Critter Collaborators

All bacterial art presents its creators with a curious problem: The creation on their canvas is constantly changing. Because microbial paint is alive, artwork matures within a day or two and then begins to decompose. To many artists, bacterial death is part of their creation. Geneticist and bio-artist Hunter Cole, of Loyola University in Chicago, takes time-lapse photographs of her microbial art, which uses bioluminescent bacteria, as each piece grows, ages, and dies. For one piece, Cole displayed the time-lapse photos as a movie set to music based on the protein sequence of the lux gene, which makes the protein responsible for bioluminescence.

In one of her Living Drawings series, Cole painted a rabbit and rooster together on a Petri plate. As the bacteria died in different patterns, the rooster appeared to turn into a wolf. “It’s almost like a Grimm fairy tale,” says Cole. “Even if I created the exact same drawing again it might not die off in the same way.”

To Cole and other microbe artists, the unpredictability of their paints is part of the process. Park relies, for example, on swarming to create patterns. The bright red bacterium Serratia marescens is highly motile and swarms quickly through any painting.
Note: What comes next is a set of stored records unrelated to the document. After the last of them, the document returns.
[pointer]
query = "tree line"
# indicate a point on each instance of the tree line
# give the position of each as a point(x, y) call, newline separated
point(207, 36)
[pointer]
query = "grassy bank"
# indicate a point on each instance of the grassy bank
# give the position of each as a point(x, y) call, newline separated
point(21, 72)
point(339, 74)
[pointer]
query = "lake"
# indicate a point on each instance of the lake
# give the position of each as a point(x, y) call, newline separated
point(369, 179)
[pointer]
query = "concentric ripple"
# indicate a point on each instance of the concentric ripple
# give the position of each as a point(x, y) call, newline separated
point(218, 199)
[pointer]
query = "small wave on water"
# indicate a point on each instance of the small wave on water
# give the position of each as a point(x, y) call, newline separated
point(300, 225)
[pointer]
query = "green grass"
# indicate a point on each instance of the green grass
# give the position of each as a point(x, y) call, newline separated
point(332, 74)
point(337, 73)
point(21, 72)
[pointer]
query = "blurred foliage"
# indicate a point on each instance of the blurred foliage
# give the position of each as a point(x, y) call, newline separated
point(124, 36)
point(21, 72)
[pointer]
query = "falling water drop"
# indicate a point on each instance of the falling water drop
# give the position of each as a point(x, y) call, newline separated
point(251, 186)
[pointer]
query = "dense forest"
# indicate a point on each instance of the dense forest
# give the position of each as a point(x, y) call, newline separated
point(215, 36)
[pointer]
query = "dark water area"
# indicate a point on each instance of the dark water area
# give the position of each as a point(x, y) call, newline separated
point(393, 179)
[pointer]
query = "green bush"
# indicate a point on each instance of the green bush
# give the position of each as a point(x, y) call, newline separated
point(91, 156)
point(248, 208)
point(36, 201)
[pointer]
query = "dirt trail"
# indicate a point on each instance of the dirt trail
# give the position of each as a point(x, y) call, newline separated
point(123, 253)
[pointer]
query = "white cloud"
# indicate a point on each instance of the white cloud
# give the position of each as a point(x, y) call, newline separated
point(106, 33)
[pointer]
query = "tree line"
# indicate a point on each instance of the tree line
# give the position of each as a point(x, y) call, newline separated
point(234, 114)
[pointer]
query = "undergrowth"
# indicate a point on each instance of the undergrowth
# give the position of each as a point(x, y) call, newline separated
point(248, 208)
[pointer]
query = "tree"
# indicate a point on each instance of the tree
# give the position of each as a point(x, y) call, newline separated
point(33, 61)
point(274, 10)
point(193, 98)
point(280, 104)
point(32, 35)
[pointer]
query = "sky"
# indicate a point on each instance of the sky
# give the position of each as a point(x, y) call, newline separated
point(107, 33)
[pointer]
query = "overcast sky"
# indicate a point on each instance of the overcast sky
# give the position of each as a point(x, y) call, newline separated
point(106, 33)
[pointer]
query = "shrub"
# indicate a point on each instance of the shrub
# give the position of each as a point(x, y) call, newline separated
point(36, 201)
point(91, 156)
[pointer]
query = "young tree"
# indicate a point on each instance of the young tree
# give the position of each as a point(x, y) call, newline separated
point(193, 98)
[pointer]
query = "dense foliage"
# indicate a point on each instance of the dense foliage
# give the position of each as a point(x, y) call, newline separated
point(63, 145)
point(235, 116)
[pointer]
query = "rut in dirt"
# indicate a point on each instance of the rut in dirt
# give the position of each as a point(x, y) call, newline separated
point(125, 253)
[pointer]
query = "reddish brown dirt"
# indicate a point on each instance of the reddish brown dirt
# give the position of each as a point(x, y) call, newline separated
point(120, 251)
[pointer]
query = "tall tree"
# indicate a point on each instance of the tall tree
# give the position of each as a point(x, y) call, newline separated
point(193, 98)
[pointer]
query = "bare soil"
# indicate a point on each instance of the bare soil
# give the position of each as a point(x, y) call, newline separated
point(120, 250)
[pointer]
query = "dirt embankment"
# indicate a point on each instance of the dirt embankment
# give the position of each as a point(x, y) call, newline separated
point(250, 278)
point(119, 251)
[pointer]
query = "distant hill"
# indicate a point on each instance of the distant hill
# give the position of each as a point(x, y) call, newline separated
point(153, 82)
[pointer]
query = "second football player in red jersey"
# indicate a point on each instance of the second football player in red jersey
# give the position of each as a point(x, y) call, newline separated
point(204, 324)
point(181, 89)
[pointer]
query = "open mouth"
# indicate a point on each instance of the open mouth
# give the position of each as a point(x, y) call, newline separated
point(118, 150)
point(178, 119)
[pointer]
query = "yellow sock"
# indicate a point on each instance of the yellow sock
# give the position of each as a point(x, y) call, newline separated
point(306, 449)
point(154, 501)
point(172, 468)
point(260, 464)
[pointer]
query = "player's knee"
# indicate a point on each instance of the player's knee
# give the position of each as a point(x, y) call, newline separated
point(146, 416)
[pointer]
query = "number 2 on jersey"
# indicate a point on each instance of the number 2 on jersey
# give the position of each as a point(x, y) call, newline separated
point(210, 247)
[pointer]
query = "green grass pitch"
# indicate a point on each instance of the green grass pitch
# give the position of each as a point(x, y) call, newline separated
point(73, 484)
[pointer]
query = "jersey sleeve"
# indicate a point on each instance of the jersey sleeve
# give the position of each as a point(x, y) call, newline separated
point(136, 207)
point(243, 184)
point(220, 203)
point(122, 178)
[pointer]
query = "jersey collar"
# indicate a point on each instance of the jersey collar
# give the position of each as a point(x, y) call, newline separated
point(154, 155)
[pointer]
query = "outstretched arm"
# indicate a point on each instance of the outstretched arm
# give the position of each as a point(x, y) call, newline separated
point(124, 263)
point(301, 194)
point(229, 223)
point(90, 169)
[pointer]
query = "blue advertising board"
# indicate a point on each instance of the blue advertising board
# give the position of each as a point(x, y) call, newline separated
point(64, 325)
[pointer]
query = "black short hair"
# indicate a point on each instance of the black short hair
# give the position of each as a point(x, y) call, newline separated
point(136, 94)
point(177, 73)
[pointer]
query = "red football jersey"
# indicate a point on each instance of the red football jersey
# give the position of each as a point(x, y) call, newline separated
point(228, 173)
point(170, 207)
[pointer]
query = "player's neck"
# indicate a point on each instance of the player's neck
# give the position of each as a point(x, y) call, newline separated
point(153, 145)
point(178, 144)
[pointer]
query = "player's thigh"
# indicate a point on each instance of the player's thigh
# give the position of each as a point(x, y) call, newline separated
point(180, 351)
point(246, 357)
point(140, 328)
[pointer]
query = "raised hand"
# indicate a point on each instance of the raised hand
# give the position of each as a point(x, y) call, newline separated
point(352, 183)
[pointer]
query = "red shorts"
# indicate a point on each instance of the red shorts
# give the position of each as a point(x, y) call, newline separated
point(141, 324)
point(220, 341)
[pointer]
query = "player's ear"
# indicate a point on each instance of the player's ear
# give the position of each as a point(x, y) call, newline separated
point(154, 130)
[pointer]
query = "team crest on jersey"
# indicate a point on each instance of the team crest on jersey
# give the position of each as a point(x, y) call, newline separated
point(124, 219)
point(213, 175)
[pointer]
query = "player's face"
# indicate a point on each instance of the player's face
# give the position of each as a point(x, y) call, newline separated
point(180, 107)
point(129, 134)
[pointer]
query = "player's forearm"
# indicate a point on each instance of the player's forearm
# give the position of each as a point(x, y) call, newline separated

Such phenomena “take the work away from being truly produced only by an artist, and represent invisible events taking place in the microscopic world,” Park says. “The microbes are my collaborators in the art. You can’t really say that about most media.”

Colorful Learning

Some of these artists and their colorful collaborators have started to go on display in museums. In one recent exhibit in Baltimore, titled Culture as Medium, curator Margaret MacDonald, who's in the Master’s program at the Maryland Institute College of Art and already holds a doctorate in chemistry, combined the aesthetics of an art show with the interactivity of a public outreach event. Artists at the exhibit showcased pieces, such as the 1000 Handshakes project, where François-Joseph Lapointe, Professor of Biology at the University of Montreal, shook hands with people in public markets or tourist spots and then cultured the changing microbiome of his palms.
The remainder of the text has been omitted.